Wednesday, October 11, 2006

Preferring not to

In rain-lush Winchester this afternoon to see my Mum, whose birthday it is. We'd talked about going to see a matinee of the Queen, but got to talking more generally and so couldn't really be bothered. Talked films and things with the wee brother (who could also show some clips), and marriage and inheritance with the elder folk.

By something of coincidence after yesterday's post, my Dad is about to go visit Dresden...

The Dr had asked me to collect some of my 19th century novels for something a bit gothic she's working on. So on the train home I reread Melville's "Bartleby".

It's told by the master of a law office with chambers at some number on Wall Street. We hear of the three amusingly grotesque copyists under his employ: "Turkey", who is quiet by morning by pugnacious after his presumably boozy lunches; "Nipper" who's the opposite and quietens down in the p.m.; and "Ginger nut", the 12 year-old runner nicknamed after the cakes he's sent out for.

They're an odd and unlikely bunch, amusingly Dickensian and bit sloppy in their works. You feel the narrator is a little too accommodating of their whims. And then along comes Bartleby.

He's immaculate in demeanour and his copying is exemplary. But every now and then he'll respond to some minor request with, "I'd prefer not to." And the narrator is completely unable to say, "Like bollocks!" or "You're fired!"

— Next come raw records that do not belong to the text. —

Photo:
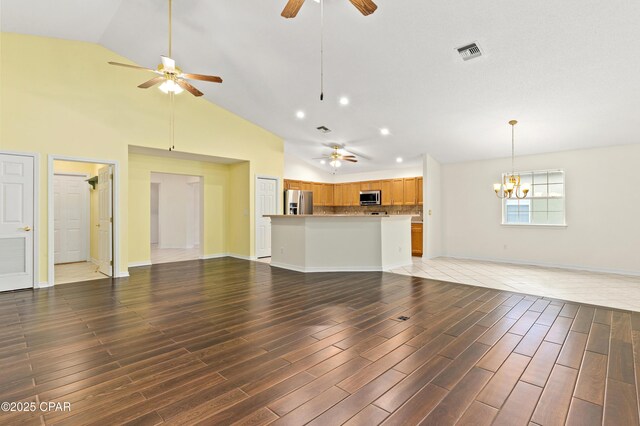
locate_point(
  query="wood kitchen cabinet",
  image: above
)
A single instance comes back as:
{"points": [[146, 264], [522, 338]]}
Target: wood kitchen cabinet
{"points": [[416, 239], [328, 194], [337, 195], [318, 194], [397, 192], [410, 192], [387, 192]]}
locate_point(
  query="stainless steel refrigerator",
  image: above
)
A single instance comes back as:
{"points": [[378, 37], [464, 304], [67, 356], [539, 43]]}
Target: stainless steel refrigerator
{"points": [[298, 202]]}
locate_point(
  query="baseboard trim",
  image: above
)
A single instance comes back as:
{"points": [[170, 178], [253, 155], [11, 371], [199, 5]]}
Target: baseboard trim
{"points": [[213, 256], [241, 256], [550, 265], [137, 264], [334, 268]]}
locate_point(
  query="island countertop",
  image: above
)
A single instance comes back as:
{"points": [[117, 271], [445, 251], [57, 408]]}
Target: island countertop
{"points": [[338, 215], [331, 243]]}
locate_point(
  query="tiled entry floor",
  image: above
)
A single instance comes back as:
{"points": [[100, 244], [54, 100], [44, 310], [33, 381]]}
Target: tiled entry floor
{"points": [[612, 290]]}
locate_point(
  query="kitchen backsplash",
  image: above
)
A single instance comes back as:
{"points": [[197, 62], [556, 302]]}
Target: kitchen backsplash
{"points": [[391, 210]]}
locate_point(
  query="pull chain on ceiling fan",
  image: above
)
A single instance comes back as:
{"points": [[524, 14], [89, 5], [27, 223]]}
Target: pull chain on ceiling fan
{"points": [[291, 9], [171, 78]]}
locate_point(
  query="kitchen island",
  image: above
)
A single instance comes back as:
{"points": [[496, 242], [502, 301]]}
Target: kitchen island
{"points": [[332, 243]]}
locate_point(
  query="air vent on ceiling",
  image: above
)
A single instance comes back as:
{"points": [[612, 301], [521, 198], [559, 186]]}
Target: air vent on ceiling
{"points": [[469, 51]]}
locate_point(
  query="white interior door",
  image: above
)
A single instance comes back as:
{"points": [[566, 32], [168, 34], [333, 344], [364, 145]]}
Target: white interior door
{"points": [[266, 199], [16, 222], [71, 218], [105, 224]]}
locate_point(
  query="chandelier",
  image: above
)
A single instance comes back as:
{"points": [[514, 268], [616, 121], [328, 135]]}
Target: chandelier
{"points": [[510, 184]]}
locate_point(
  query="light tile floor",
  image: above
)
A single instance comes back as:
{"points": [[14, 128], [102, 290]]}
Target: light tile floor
{"points": [[159, 255], [612, 290], [75, 272]]}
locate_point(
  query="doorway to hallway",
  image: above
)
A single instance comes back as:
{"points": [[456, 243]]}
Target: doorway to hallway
{"points": [[176, 213]]}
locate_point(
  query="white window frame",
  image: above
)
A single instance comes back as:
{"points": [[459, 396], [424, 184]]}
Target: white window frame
{"points": [[531, 197]]}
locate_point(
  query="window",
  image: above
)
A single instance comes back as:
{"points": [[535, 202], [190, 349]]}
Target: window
{"points": [[543, 206]]}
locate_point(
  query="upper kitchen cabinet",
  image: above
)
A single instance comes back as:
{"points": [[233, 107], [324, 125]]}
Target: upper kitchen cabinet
{"points": [[327, 189], [397, 192], [386, 187], [410, 192], [338, 199]]}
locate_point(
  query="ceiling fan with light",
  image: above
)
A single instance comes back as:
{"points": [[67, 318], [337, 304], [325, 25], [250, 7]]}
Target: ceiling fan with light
{"points": [[338, 155], [170, 77], [366, 7]]}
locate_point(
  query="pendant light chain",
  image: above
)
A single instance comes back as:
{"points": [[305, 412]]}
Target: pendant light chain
{"points": [[170, 28], [321, 50], [172, 122]]}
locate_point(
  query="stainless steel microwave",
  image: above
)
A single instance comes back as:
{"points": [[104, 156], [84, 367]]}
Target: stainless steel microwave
{"points": [[370, 198]]}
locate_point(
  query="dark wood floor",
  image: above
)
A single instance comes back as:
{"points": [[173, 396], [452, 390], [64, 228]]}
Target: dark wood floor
{"points": [[225, 341]]}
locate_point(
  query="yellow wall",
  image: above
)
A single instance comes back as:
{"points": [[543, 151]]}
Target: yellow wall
{"points": [[91, 170], [61, 97], [216, 199]]}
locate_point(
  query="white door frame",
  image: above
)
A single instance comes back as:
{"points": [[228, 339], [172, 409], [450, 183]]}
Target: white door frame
{"points": [[116, 212], [255, 207], [36, 212], [86, 211]]}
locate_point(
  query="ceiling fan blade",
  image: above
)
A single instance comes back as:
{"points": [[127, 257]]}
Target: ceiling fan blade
{"points": [[210, 78], [168, 63], [292, 8], [130, 66], [366, 7], [151, 82], [188, 87]]}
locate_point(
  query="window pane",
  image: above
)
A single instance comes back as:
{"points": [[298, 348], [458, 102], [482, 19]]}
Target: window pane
{"points": [[556, 190], [556, 177], [556, 218], [556, 205], [526, 178], [540, 190], [539, 217], [540, 205], [540, 178]]}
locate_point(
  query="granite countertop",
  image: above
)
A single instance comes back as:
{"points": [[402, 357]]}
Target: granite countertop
{"points": [[340, 215]]}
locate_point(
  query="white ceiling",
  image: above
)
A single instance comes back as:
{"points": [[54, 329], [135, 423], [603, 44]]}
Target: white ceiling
{"points": [[567, 70]]}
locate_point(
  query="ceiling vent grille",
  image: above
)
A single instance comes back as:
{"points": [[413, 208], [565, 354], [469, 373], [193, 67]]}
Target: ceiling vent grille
{"points": [[469, 51]]}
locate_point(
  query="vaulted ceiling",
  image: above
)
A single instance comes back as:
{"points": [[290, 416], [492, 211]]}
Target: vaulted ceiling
{"points": [[567, 70]]}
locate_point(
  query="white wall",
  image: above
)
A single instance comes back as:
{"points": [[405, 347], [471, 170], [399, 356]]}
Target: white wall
{"points": [[602, 211], [432, 214], [176, 205], [297, 169]]}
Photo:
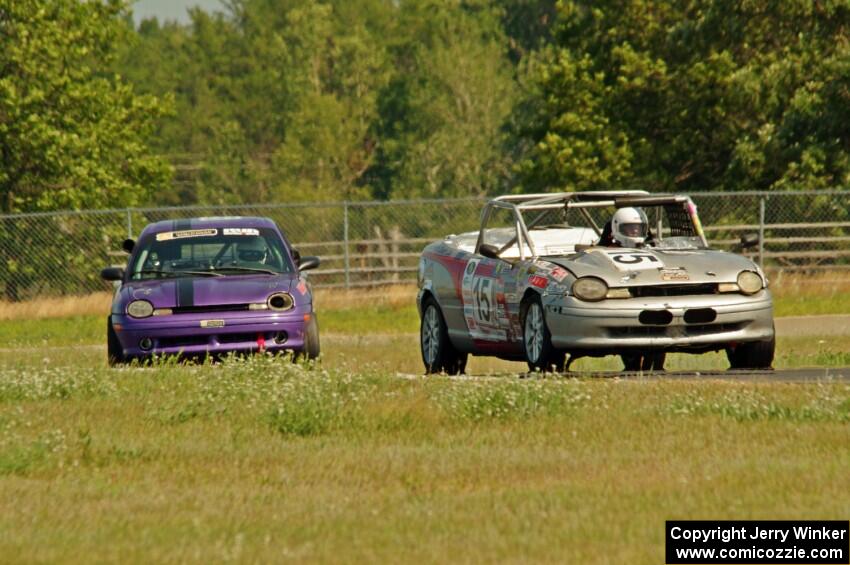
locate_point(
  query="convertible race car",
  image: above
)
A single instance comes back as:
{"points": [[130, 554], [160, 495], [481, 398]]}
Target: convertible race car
{"points": [[211, 286], [590, 274]]}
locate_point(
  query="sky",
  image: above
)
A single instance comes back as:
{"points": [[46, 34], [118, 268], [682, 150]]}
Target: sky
{"points": [[170, 9]]}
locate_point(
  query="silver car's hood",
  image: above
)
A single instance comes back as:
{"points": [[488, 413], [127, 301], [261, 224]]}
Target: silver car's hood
{"points": [[627, 267]]}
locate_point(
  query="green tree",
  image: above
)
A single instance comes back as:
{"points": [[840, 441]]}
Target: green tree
{"points": [[71, 134], [685, 96]]}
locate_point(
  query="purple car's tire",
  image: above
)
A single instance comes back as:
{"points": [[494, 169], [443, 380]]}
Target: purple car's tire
{"points": [[540, 354], [114, 351], [438, 353]]}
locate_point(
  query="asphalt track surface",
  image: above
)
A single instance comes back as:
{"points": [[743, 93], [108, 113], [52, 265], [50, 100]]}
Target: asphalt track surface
{"points": [[802, 375], [792, 326]]}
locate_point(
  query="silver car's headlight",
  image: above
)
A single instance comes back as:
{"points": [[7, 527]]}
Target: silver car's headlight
{"points": [[590, 289], [140, 309], [749, 282]]}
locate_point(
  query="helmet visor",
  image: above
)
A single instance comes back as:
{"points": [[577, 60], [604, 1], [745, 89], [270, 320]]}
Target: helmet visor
{"points": [[633, 230]]}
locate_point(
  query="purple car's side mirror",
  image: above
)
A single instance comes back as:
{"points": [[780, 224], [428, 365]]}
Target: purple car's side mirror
{"points": [[112, 274], [308, 262]]}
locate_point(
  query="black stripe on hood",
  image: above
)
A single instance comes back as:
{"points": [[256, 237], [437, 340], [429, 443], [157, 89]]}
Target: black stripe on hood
{"points": [[185, 292]]}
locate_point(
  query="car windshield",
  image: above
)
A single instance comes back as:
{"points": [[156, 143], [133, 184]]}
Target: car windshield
{"points": [[210, 252], [671, 225]]}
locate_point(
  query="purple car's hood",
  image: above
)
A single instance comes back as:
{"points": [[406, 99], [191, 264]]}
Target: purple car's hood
{"points": [[207, 291]]}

And then it turns out Bartleby doesn't go home and spends his whole life in the office, and as the narrator investigates further it turns out the scrivener doesn't have much of a life anyway...
"So true it is, and so terrible, too, that up to a certain point the thought or sight of misery enlists our best affections; but, in certain special cases, beyond that point it does not. They err who would assert that invariably this is owing to the inherent selfishness of the human heart. It rather proceeds from a certain hopelessness of remedying excessive and organic ill. To a sensitive being, pity is not seldom pain. And when at last it is perceived that such pity cannot lead to effectual succour, common sense bids the soul be rid of it."

Herman Melville, Bartleby, the Scrivener: A Story of Wall-street.

For all it now reads as a period piece, it's also suffused with modernity. Sherlock Holmes is "modern" because he embraces the new - bicycles and railway trains and fingerprints and science. But this is modern because it's caught up in the loss of old systems - beginning with the narrator's change in status because of the
"sudden and violent abrogation of the office of Master in Chancery, by the new Constitution,"

Ibid.

- and ending with the abolition of the "Dead Letter Office at Washington".

It's all built up on atmospherics and the narrator's own sense of strange impotence. I think it could be told more concisely - and suspect Melville might have been paid by the word. But it's a creepy story about eroded identity and how we decline to confront the abnormal.

Tuesday, October 10, 2006

jus in bello

Nearing the end of AC Grayling's "Among the Dead Cities", which comes very much recommended. He attempts - as objectively and rationally as possible - to examine the case for the carpet bombing of Germany and Japan by the Allies in World War Two.

Do the obliteration of Dresden and Hiroshima - to name but two notable cases - qualify as war crimes?

I've mentioned to a few people that this is what I've been reading, and none of them have yet come up with an argument or point of view not covered in the book, either for or against.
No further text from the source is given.